The fact that Japan got hit by two atomic bombs is a horrible one but their treatment of Koreans and allied prisoners of war along with their unabashed thirst for conquest inclines me to think that frankly, they got what they were asking for.
Also why is getting killed by nukes any worse than the chaos wrought by conventional warfare?
The raid Sato is objecting to did not use nukes.
My take is a bit different. I have been using this attack in several discussions of why "good" Arabs (scare quotes intended ironically) and Mohammendans generally ought to be wearing Yankees caps, ordering ham sandwiches for lunch and generally doing whatever they can think of to distinguish between themselves and those bad Arabs who murder Americans.

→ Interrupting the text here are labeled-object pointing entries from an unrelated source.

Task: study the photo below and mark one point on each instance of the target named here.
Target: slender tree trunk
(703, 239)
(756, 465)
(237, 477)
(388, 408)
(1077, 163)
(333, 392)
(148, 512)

If you had asked, early in 1941, if Americans could imagine or would agree to boiling babies for any governmental purpose, you would not have gotten anything but negatives.
Nevertheless, within 5 years, we were boiling babies in the Sumida River. Not only justifiably but commendably. The choice was not between babies being killed and babies not being killed, but between Chinese babies being killed and Japanese babies.
Choose your enemies carefully. Don't launch the wind if you don't want to reap the whirlwind. All those bromides.
I am willing to make book that the complete works of Sato do NOT include any excoriations of Japanese crimes.
And to answer M Ali's question, in fact, you'd rather be killed by a nuke than a Japanese soldier. At least if you're a woman. Nukes don't rapo first.
Harry:
Of course we did round up Japanese-Americans so they'd be ready to hand for boiling if the war went poorly. It's not like we're saints.
We were saints compared to the Japanese, who in the Solomons raped and murdered Catholic nuns.
Nothing unusual about that, you say. Well, these were GERMAN nuns. It takes a nation of truly Mongol depravity to rape and murder its own allies.
And your crack about rounding up the Mainland Japanese-Americans is unworthy. I could do a long post on that, but it is, I have found, almost impossible to get through the point that not only Americans feared treachery from the American Japanese. The Japanese expected the same, only they defined it as loyalty to the emperor.
The Japanese-Americans in Hawaii collected money for a bomber to kill Chinese with. It was named Hawaii. How nice.
Nevertheless, when war came, the Japanese-Americans proved more faithful to American ideals -- many of which they had experienced only from the outside, like being allowed to become U.S. citizens -- than native-born whites.
An inspiring story in its way, but when even Orrin Judd buys into the PC version, there's not much one curmudgeon marooned in the middle of the ocean can do about getting out the real story.